Expert: China Will Not Tighten Money Until West Does

Friday, August 7, 2009 10:40 AM

China will not tighten monetary policy before developed nations do so, because it first needs a recovery in exports to support the economy, a government researcher said in remarks published on Friday.

Zhao Zhongwei, an economist at the Chinese Academy of Social Sciences, a government think-tank in Beijing, also said that easy credit was vital to stimulating private sector investment to drive the economy after a boost from public spending wears off.

The timing of China's exit strategy from its loose monetary policy would largely depend on the pace of its export recovery, he said.

"China's external demand is still facing uncertainty, despite recent signs of a pick-up in developed economies," he said in an article published in the official China Securities Journal.

China has begun to mop up liquidity at the margins after a record surge in bank lending fueled concern about bubbles forming in the country's stock and property markets.

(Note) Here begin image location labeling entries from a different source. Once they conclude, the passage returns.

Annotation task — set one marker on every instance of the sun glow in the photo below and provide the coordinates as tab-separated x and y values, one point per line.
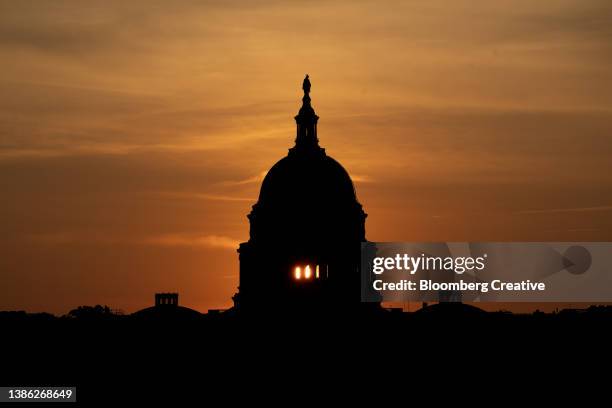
307	272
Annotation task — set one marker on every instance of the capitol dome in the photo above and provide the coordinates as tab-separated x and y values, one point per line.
296	178
306	229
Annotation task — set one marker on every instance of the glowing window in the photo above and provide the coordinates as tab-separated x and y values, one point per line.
307	272
297	273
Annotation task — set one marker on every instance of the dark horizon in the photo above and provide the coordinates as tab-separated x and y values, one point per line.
134	139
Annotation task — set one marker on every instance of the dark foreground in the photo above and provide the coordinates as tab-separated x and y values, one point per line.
112	358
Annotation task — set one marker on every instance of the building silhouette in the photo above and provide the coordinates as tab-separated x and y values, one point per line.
166	299
305	230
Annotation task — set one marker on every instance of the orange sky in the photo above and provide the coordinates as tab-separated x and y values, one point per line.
133	137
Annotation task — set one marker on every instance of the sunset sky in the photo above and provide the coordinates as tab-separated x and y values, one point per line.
134	135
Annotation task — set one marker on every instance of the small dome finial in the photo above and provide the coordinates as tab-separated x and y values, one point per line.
306	85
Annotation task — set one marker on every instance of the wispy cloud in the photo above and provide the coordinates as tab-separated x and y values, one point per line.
563	210
212	241
170	240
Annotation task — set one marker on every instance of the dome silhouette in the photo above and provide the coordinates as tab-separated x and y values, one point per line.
306	229
295	178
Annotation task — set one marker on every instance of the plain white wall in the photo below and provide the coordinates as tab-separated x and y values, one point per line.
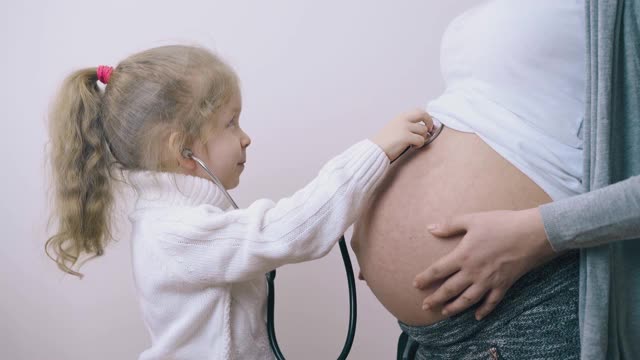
316	77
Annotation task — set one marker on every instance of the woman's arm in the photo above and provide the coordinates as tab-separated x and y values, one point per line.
605	215
501	246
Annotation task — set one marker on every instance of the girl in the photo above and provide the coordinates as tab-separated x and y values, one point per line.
198	269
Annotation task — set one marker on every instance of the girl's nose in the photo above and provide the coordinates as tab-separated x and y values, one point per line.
246	140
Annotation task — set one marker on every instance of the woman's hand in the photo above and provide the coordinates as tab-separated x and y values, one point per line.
409	129
497	249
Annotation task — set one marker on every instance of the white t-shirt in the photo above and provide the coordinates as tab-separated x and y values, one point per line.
515	76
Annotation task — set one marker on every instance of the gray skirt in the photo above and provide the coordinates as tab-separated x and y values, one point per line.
537	319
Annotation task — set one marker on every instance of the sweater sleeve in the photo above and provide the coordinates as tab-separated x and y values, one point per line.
214	246
605	215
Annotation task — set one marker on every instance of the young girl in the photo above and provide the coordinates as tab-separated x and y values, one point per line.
198	268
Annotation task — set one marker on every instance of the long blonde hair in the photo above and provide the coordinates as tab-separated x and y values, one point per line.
150	95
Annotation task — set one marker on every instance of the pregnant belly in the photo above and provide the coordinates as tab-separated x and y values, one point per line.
457	174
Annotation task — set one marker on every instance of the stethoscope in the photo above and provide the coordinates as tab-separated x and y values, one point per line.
271	275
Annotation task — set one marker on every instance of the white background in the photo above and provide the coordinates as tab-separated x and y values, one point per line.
316	77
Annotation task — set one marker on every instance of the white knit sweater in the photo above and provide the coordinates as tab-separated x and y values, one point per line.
199	268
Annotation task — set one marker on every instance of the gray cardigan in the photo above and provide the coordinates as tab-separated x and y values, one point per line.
605	222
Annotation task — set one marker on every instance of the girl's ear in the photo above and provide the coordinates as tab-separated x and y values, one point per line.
186	164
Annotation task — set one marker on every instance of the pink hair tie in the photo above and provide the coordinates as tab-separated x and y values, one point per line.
104	73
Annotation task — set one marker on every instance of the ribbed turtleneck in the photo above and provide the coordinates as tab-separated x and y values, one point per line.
159	189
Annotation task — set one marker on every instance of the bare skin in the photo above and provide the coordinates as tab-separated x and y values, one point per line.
457	174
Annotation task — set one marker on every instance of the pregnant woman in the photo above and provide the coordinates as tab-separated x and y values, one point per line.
513	109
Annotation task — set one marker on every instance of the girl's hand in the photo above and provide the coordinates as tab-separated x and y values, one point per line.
497	249
405	130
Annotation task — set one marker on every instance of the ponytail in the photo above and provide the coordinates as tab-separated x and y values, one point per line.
80	157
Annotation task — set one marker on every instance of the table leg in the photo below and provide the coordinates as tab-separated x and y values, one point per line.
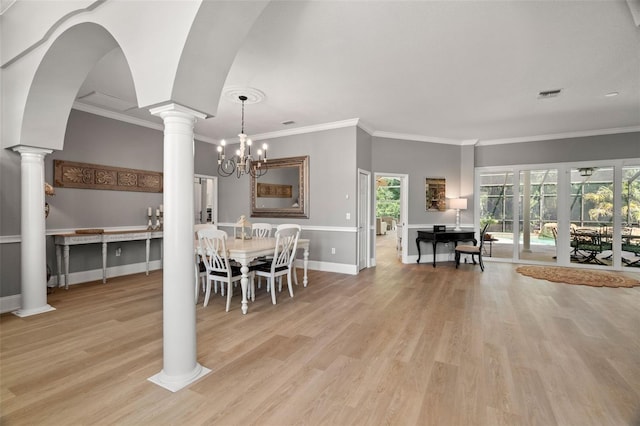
66	267
59	263
305	280
148	247
104	263
244	283
434	252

Chinese exports fell 21.4 percent in June from a year earlier and the pace of decline is expected to be steeper in July, though there are signs that the picture may have begun to improve on a month-on-month basis.

Separately, another senior government researcher was cited by Xinhua news agency as saying that China is considering new ways to promote private sector investment in tandem with Beijing's massive stimulus program.

Luo Yunyi, head of the investment research department in the National Development and Reform Commission, a powerful planning agency, said that China's GDP should be able to grow by 8.3 percent this year as long as investment remains strong.

Capital spending increased 33.6 percent in urban areas in the first half compared with the same period a year earlier.